Notre pays est le seul dans la sous-région à avoir un nombre élevé de centrales syndicales. Malgré cette pléthore de syndicats, les travailleurs de la fonction publique et du secteur privé broient du fer à cause des conditions de vie et de travail. Les syndicalistes sensés défendre leur intérêts semblent gagner plus dans les mots d’ordres de grèves que les militants. Les multiples séances de négociations autour des mêmes points de revendications en témoignent. Les préavis de grèves sont-ils devenus des fonds de commerce pour les syndicalistes ?
La grève par définition étendue est une entente, un accord des salariés d’une usine, d’une entreprise, d’une profession, pour cesser leur travail jusqu’à ce qu’ils aient obtenu une augmentation de salaire ou certains autres avantages. Les maliens dans leur grande majorité ont constaté avec amertume que les négociations entre l’Union National des Travailleurs du Mali (UNTM) et le gouvernement n’ont pas donné d’issu. Toute chose qui a conduit au mouvement d’arrêt de travail des syndiqués, les 9, 10 et 11 janvier 2019.
La grève est, certes, un droit fondamental consacré par la constitution de la République du Mali. Mais dans un pays traversant une crise sociopolitique et sécuritaire, aller en grève de 72 heures n’impacte-t-il pas négativement la volonté des plus hautes autorités d’organiser un forum social annoncé pour laquelle occasion une nouvelle grille salariale a été proposée par le gouvernement pour 2019 ?
Yacouba Katilé, secrétaire général de la plus grande centrale syndicale au Mali, en l’occurrence l’UNTM, disait lors d’une de ses dernières sorties :« C’est face au mépris du gouvernement vis-à-vis de l’UNTM que nous sommes allés en grève de 72 heures ».Dans ce discours, nous constatons qu’il s’agit plutôt d’une question d’orgueil que la recherche d’un compromis quand il s’agit de comprendre que ce dernier préavis de la centrale est l’un des plus contestés et boycottés de son existence.

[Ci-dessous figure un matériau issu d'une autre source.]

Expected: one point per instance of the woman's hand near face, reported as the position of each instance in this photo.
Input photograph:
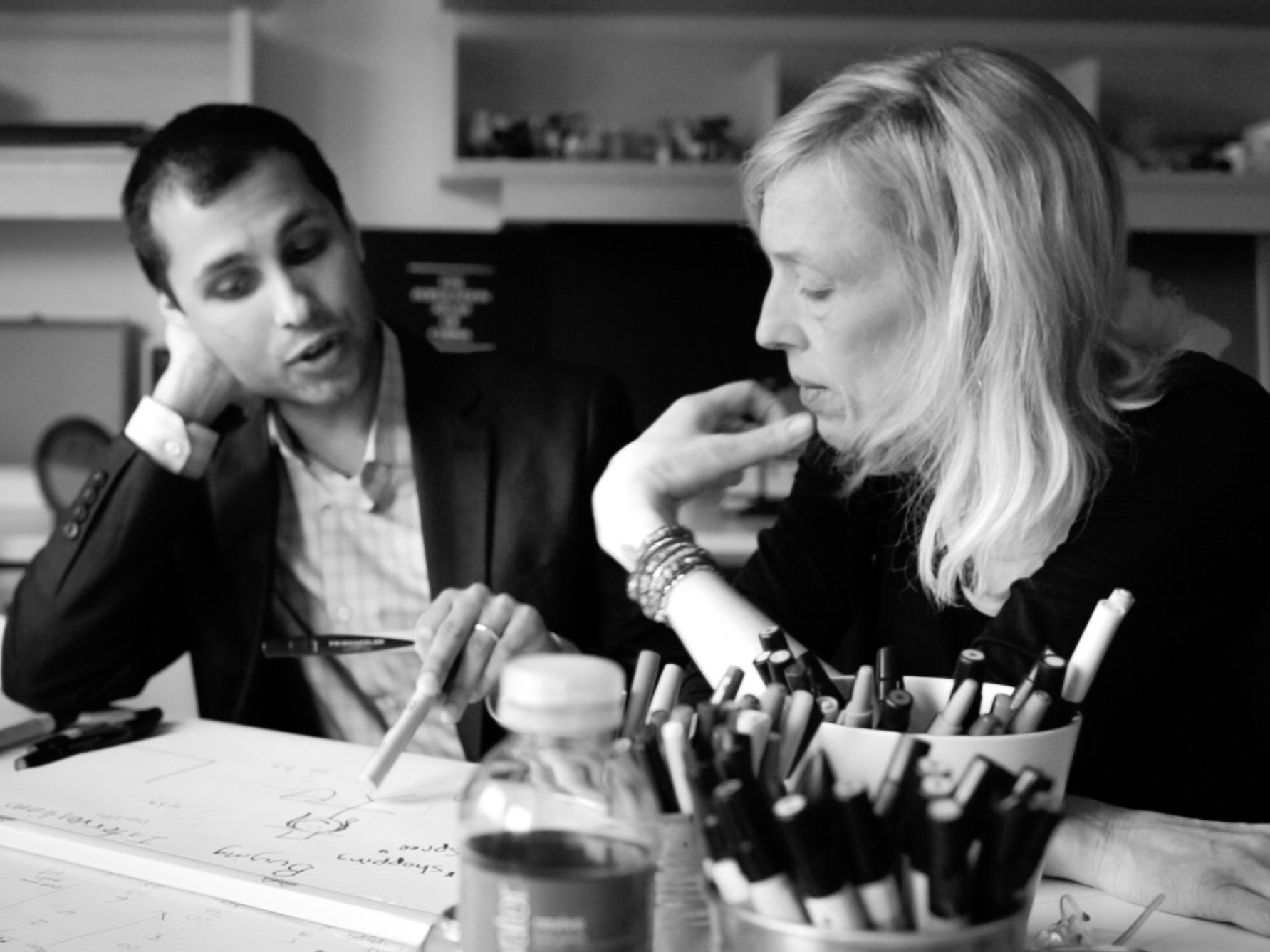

Dikson Authentik, un jeune mathématicien, informaticien, écrivain et slammeur, disait : « Nous devons réfléchir et essayer de mettre en place un système de grève qui nuit aux dirigeants et non à la population ».
La récente grève a été globalement suivie sur l’ensemble du territoire, à l’exception de certains services centraux de Bamako. Avant de faire un tour d’horizon de l’ensemble des services et syndicats affiliés à la Centrale, son chef annonçait déjà à la presse que le mot d’ordre a été respecté par la majorité des travailleurs avant de narguer ses détracteurs que leur souhait n’a pas été exaucé. Il a poursuivi que les 13 syndicats affiliés à la centrale ont suivi le mot d’ordre à l’exception de certains du SYNTADE qui ont fait des déclarations pour saboter la grève. Pour clore, il a dénoncé l’attitude du ministre du travail qui, selon lui, est dans une logique de diviser pour mieux régner, en recevant un militant sanctionné de toutes les instances du SYNTADE.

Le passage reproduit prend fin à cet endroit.